Proctor is an assistant professor of homeland security at Wichita State University.

==Writings==
Since 2008, Proctor has been an active freelance writer. He has been published in the US Army War College journal, Parameters, and online at StrategyPage.com and Armchair General. He just completed work on his fourth book, Lessons Unlearned: The U.S. Army's Role in Creating the Forever-Wars in Afghanistan and Iraq.
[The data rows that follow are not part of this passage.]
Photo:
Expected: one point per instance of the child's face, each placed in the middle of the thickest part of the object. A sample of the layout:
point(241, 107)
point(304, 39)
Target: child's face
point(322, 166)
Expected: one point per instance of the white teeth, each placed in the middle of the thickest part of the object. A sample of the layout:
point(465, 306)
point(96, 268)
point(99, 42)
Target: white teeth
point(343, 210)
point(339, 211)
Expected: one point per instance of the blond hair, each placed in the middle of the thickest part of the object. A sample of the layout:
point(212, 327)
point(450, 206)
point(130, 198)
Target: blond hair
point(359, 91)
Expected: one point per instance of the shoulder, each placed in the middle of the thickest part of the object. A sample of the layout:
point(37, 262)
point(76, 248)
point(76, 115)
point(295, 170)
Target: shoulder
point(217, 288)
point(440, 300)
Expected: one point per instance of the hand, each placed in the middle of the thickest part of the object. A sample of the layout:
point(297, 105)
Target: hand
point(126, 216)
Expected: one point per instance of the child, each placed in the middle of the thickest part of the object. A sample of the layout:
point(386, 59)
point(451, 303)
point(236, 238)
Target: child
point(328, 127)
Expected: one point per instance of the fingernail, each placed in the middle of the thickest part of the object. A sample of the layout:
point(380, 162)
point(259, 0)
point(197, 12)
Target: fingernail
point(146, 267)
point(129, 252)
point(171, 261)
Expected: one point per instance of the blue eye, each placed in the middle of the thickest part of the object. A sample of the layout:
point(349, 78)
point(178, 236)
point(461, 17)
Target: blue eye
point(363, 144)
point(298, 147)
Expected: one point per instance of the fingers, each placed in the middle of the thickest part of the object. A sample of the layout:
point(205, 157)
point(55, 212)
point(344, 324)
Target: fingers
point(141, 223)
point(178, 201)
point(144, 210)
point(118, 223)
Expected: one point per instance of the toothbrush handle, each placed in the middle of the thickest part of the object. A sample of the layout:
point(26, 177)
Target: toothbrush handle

This book will be published by the University of Missouri Press in February 2020.

- Proctor, Pat (2008). "The Mythical Shia Crescent"
- Proctor, Pat (2009). "Decision at Talil Airbase"
- Proctor, Pat (with Carolyn Wheater and Jane R. Burstein), ASVAB AFQT Cram Plan, (New York: Cliffs Notes, 2010), ISBN 978-0-470-59889-4.
- Proctor, Pat, Media War: The Media-Enabled Insurgency in Iraq, (Manhattan, KS: ProSIM, 2010), ISBN 978-0-615-43267-0.
- Proctor, Pat (2011). "Message vs. Perception during the 'Americanization' of the Vietnam War"
- Proctor, Pat (2011). "Fighting to Understand"
- Proctor, Pat (2012). "Ten Years of GWOT, the Failure of Democratization and the Fallacy of "Ungoverned Spaces""
- Proctor, Pat (2012). "War without Violence: Leveraging the Arab Spring to Win the War on Terrorism"
- Proctor, Pat, Task Force Patriot and the End of Combat Operations in Iraq, (Lanham, MD: Government Institutes, 2012), ISBN 978-1-60590-777-2.
- Proctor, Pat, Containment and Credibility: The Ideology and Deception that Plunged America into the Vietnam War, (New York: Carrel Books, 2016), ISBN 978-1631440564.
- Proctor, Pat (2017). "Lessons Unlearned: Army Transformation and Low-Intensity Conflict"
- Proctor, Pat, Lessons Unlearned: The U.S. Army's Role in Creating the Forever Wars in Afghanistan and Iraq, (Columbia, MO: University of Missouri, 2020), ISBN 978-0826221940.

Proctor also maintains a blog, Media Warfare, which covers various topics and includes discussion of wargames, book reviews, and commentary on current events.

==Wargame developer==
Proctor is also a wargame developer and founder of ProSIM Company. This company develops computer wargames that are published by Shrapnel Games (an internet wargame distributor). ProSIM is known for its simulations of modern warfare, including such titles as BCT Commander, Armored Task Force, and Air Assault Task Force. ProSIM has also worked with military contractors such as Boeing and Lockheed Martin to produce ground combat simulations.